Chimps'r' not us: latest brain/language development theory (Introduction)

by dhw, Thursday, August 08, 2019, 12:54 (1935 days ago) @ David Turell

Dhw: Nobody knows why there was a cultural leap some 70,000 years ago (or whenever), but there is no argument over the obvious fact that the apparatus was in place approx. 300,000 years ago (or maybe even 600,000), the apparatus was always in use, and language has evolved from the comparatively simple to the extremely complex. Where we disagree is over your claim that the apparatus was dabbled by God in advance of any need for it, whereas I propose that whenever it changed, it did so in response to pre-sapiens'need for more complex forms of communication, just as the pre-whale’s legs changed to flippers when required to perform new actions. On this we shall have to differ.

DAVID: So you recognize the gap in time between available brain mechanism and learning to use it. A great advance in your thinking. Of course you won't admit God did it by providing the new brain. Talk about rigid/fixed thinking.

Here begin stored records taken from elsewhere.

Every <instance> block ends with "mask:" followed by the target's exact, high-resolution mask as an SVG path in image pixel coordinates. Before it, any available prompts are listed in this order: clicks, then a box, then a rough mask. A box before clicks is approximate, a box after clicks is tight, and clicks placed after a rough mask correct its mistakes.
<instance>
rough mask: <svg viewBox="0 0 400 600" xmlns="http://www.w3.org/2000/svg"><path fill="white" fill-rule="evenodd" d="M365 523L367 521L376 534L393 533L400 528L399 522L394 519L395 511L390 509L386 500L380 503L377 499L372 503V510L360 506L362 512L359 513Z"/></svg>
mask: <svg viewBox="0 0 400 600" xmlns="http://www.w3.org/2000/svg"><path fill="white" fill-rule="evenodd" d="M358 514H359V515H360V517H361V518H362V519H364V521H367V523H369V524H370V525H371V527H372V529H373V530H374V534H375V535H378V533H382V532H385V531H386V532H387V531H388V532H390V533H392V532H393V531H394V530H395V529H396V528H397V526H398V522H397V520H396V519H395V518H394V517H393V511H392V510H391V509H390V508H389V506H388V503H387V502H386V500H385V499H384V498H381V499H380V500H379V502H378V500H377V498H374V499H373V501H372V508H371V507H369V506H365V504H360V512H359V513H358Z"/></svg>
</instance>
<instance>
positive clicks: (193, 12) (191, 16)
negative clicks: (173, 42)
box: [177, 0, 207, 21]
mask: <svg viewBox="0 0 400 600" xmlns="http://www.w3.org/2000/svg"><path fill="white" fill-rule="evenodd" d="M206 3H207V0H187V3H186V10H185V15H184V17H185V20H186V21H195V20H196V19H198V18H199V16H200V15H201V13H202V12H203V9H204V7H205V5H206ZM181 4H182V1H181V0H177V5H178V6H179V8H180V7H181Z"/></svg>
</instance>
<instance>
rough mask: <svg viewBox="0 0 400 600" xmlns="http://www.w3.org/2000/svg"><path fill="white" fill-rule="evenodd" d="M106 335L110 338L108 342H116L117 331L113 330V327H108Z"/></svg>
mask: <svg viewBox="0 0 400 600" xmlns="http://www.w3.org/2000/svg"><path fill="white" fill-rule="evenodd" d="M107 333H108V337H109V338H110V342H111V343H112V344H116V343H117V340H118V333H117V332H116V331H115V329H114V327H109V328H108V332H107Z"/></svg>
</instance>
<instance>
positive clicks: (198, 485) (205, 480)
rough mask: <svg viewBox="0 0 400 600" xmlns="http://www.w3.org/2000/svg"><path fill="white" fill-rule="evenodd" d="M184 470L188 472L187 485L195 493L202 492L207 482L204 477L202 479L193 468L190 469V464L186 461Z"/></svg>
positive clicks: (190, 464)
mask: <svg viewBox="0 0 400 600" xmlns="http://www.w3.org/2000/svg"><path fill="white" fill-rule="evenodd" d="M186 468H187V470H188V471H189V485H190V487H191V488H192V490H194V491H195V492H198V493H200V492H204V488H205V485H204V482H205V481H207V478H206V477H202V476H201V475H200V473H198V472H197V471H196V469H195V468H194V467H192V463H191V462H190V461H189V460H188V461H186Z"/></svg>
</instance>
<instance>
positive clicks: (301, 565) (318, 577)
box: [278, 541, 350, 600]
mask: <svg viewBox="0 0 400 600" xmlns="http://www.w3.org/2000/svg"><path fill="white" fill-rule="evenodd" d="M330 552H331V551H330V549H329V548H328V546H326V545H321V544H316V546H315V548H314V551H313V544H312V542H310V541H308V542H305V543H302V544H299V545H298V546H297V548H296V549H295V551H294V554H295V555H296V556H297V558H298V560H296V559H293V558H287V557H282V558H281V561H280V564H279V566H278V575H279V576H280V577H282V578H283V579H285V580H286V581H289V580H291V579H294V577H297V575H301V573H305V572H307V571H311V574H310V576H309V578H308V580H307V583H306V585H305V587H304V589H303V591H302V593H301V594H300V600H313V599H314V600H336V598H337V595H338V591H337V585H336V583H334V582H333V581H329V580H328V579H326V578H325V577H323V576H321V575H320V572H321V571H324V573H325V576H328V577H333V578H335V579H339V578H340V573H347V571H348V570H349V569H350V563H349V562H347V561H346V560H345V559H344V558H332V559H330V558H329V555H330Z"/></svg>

dhw: When I say “the apparatus was always in use” (now bolded), I do not mean there was a gap in time before it was used. The word “always” precludes any possibility of a gap. I do not believe there was any time when pre-sapiens and early sapiens did not use the apparatus at their disposal in order to communicate. And it wasn’t a new brain – it was a development of the old brain. And why should I “admit” that your theory is right and my alternative proposal is wrong? Do you honestly believe that the whole world accepts your theory that your God changes anatomies in advance of any need for change?

DAVID: Lots of the world is on my side. Of course the big brain, once present, took time to learn to be used. But still big 'old' brain first and use second. You provide non-rebuttals.

It took time for the big brain, once present, to progress from simple language to the complexities of modern language, but I have no doubt that every generation of homo that possessed the big brain of modern humans would have used it. How else would they have communicated? The issue on which we differ is how and when the earlier smaller brain became the big brain. You say God did a dabble to enlarge the brain, which wasn't used for thousands of years, and I propose that pre-sapiens required more complex forms of communication and the brain cells responded to the new need by enlarging the brain through the new uses (like pre-whale legs turning into whale flippers through new uses). But of course once the brain was in place, it continued to be used right up to the present day!